No quiero creer que los políticos de bien no pisan la calle. Me refiero a los políticos profesionales que tienen plaza gracias a que pertenecen a un partido nacionalista -versión separatista o regionalista, lo dejo a gusto del lector-. Quiero pensar que estos funcionarios temporales -en teoría, vitalicios en la práctica- pasean por las calles de sus poblaciones, y de las colindantes a estas, y de otras muchas por toda su provincia y del resto de su Comunidad Autónoma. Quizás sigo siendo algo ingenuo pero quiero creer que estas personas ven, observan, y aprenden de la realidad que existe en la calle.
Pese a este optimismo por la función pública temporal, que llevo en las venas casi convertidas en varices por esta humana confianza, sospecho que alguno de los usufructuarios de los sillones de todos -y no de nadie, como algunos creen- se escaquean de esta maravillosa tarea que es la de observar y analizar lo que le rodea a uno. Tenemos representantes políticos, sindicales y de muchas asociaciones -que viven directa o indirectamente de la subvención- que en lugar de arreglar los problemas y buscarles solución, pretenden constantemente cambiar la parte de la realidad que no les interesa.
Desde hace un tiempo vengo recogiendo los ejemplos que destacados diputados nacionalistas plantean al Gobierno central -y repiten en la prensa- como modelos a seguir: “A mí me gustaría que esto se hiciera como en Escocia” o “Baviera tiene esta competencia”, por ejemplo. Imagino una charla entre políticos de diferentes partidos nacionalistas hablando de su país ideal: “Yo me quedo con la educación de Quebec”, dirá uno. “Pues yo prefiero la de los landers alemanes”, le responderá el otro. Como si fueran cromos. Como si fueran niños. ¡Son como niños!
Lo que les pasa es que tienen problemas de personalidad. Justamente lo contrario de lo que preconizan a todas horas. No saben a qué huele la calle, qué color tiene, qué se oye, los problemas de los ciudadanos. Se encierran en su país ilusorio, en un lugar que no existe. Pero lo peor de todo es que pretenden que el resto, los que vivimos en el mundo real, pasemos a formar parte de esa burbuja negra que no existe.
La afirmación constantemente de que los lugares, el suelo que se pisa, tiene derechos es lo más aberrante que se ha heredado del siglo XX. Utilizar las palabras “hecho diferencial” para distinguir a una persona, y los derechos de esta, sobre otra cuando se pisa el mismo suelo es lo más decimonónico que se puede escuchar y argumentar (?) hoy día. Legislar en términos de “discriminación positiva” -el peor de los oxímoron posibles- en materia lingüística es cualquier cosa menos apelable a los derechos de las personas.
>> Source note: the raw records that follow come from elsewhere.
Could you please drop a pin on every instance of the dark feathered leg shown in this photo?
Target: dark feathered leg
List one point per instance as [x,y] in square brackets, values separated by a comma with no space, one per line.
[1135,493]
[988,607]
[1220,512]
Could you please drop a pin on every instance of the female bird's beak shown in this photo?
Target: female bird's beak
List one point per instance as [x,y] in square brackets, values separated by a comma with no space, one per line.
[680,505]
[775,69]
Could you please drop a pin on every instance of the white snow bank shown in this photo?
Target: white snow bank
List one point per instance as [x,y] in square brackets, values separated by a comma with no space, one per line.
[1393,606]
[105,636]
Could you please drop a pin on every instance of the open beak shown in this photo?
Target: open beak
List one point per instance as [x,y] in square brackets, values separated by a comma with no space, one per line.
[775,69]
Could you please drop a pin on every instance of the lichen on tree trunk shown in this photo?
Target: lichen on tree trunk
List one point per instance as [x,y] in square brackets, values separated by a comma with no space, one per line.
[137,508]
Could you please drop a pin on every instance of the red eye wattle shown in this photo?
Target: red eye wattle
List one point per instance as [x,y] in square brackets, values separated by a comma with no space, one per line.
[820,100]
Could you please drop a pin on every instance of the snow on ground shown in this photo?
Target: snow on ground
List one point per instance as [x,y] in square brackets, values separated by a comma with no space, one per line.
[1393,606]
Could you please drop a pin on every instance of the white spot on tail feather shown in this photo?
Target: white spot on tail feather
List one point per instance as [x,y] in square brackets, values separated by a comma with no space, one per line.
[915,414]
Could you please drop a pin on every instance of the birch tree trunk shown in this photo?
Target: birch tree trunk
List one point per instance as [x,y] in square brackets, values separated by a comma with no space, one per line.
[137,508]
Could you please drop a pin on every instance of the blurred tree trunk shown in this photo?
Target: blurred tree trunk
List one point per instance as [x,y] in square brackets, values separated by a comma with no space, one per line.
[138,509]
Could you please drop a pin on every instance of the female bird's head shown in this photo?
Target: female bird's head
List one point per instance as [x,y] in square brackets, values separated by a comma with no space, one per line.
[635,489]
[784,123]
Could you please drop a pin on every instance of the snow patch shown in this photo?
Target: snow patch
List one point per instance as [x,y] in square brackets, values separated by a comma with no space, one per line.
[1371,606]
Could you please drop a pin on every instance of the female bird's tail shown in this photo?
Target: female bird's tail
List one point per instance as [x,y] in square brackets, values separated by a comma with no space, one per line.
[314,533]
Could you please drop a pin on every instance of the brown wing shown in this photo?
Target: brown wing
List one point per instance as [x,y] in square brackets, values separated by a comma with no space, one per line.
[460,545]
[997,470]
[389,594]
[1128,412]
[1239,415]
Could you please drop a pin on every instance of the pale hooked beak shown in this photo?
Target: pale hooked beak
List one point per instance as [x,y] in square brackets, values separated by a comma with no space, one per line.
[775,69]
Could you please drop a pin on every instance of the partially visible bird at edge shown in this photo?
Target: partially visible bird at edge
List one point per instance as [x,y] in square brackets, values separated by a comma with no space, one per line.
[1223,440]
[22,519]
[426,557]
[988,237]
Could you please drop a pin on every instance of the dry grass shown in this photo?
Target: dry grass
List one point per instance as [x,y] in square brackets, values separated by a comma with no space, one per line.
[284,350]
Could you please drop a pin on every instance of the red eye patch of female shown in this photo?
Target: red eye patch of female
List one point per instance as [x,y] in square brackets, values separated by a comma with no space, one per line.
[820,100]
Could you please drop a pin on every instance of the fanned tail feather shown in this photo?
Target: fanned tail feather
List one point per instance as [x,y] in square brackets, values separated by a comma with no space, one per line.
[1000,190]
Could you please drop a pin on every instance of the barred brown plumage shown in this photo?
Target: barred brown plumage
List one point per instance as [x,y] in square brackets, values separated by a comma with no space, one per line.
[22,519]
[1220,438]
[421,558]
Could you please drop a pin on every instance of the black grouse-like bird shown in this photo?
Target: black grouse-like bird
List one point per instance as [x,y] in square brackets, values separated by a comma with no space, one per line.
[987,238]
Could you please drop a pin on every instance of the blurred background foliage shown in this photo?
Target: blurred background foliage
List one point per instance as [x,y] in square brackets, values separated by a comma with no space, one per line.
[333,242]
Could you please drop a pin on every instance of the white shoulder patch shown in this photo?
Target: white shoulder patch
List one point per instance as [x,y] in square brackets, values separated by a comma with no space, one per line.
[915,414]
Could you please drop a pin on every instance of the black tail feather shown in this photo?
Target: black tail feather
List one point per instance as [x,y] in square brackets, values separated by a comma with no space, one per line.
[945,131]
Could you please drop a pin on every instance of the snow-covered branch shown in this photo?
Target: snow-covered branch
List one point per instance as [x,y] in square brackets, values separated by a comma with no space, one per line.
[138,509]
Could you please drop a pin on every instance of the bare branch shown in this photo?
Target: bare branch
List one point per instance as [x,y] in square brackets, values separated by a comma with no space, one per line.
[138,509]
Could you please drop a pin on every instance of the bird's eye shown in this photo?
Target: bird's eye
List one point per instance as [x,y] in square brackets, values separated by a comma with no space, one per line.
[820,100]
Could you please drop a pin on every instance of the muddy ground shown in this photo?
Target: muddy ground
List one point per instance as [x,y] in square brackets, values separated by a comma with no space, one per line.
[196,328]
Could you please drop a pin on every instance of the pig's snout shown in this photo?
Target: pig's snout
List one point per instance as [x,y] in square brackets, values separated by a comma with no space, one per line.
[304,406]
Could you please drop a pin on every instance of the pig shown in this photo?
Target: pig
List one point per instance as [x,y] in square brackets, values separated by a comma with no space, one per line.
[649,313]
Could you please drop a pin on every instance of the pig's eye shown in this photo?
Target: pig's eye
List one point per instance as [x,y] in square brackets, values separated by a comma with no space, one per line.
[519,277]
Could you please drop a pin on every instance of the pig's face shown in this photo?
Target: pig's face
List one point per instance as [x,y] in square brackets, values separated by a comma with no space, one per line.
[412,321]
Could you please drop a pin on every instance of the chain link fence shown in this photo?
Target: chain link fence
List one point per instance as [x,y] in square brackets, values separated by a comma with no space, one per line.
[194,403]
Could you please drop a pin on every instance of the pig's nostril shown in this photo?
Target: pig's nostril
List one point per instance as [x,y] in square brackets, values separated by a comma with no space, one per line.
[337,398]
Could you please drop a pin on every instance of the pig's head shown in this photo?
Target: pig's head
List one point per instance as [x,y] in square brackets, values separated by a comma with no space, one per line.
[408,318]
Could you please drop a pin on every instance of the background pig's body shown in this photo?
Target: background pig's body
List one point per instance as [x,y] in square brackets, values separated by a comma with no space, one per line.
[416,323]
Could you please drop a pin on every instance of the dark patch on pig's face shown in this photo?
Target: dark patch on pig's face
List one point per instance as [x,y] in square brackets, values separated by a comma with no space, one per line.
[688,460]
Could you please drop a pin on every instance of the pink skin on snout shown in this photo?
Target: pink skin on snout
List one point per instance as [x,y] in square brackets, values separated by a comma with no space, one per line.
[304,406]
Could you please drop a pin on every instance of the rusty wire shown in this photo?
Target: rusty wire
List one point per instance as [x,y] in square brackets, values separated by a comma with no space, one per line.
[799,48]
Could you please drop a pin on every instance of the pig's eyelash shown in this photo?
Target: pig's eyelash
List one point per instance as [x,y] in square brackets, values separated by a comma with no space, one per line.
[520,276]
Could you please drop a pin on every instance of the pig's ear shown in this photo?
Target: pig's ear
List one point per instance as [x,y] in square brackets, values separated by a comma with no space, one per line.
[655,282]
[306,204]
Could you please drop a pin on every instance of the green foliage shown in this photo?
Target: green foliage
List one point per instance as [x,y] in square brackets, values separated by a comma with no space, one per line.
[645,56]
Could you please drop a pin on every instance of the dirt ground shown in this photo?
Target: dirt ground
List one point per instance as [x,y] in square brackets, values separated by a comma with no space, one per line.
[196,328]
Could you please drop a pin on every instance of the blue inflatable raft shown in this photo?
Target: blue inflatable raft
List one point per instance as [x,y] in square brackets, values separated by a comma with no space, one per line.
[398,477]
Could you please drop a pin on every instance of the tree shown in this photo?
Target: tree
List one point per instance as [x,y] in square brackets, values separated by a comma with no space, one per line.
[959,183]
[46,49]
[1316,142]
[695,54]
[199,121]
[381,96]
Del nacionalismo rancio español -dejado atrás, por suerte, en 1978- han nacido otros más rancios si cabe, al menos por eso de que estamos ya en el siglo XXI, y escondidos en banderas al grito de democracia y país. Buscar, y preconizar, el exclusivismo empieza a ser sinónimo de falta de personalidad, además de pretender vivir y soñar en el siglo XIX.
Mirarse en el espejo cada mañana está bien, sin duda, pero un representante político no debería tener la función de ponérnoslo -el espejo- siempre delante nuestro vayamos por donde vayamos. Por cierto, me pido a los políticos de...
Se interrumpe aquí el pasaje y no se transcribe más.